# In the Flesh and Being Human (BBC America)



## Fixer (Mar 29, 2005)

Looks like BBCA is shuffling some things around. According to their blog post dated April 4th, the fifth and final season of "Being Human" (UK) was supposed to premiere in the States on June 8th, and the three part mini-series "In the Flesh" was supposed to premiere on August 3rd.

The latest post dated May 22nd, now has "In the Flesh" starting two months early on June 6th, and "Being Human" starting one month later on July 13th.

Just thought I'd let those that are interested know.

___


----------



## dswallow (Dec 3, 2000)

You gotta watch "In The Flesh." It is an awesome piece of entertaining social commentary directly out of left field.


----------



## kyoo (Jan 23, 2006)

Indeed.. I just watched the first episode last night.. very interesting twist on the whole zombie Apocalypse thingy.. I didn't realize it was only a 3 part mini-series.. that sort of saddens me..


----------



## dswallow (Dec 3, 2000)

kyoo said:


> Indeed.. I just watched the first episode last night.. very interesting twist on the whole zombie Apocalypse thingy.. I didn't realize it was only a 3 part mini-series.. that sort of saddens me..
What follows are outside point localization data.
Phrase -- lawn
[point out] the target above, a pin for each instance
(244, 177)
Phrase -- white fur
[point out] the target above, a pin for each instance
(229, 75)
There's a second (extended) series coming in 2014. Don't know if "extended" means anything significant; in UK TV terms, that might just mean 4 episodes instead of 3.


----------



## CoxInPHX (Jan 14, 2011)

Thank for the Heads Up, best piece of work I have seen on TV in a while.


----------



## sieglinde (Aug 11, 2002)

Only watched the first ep so far but it was very good


----------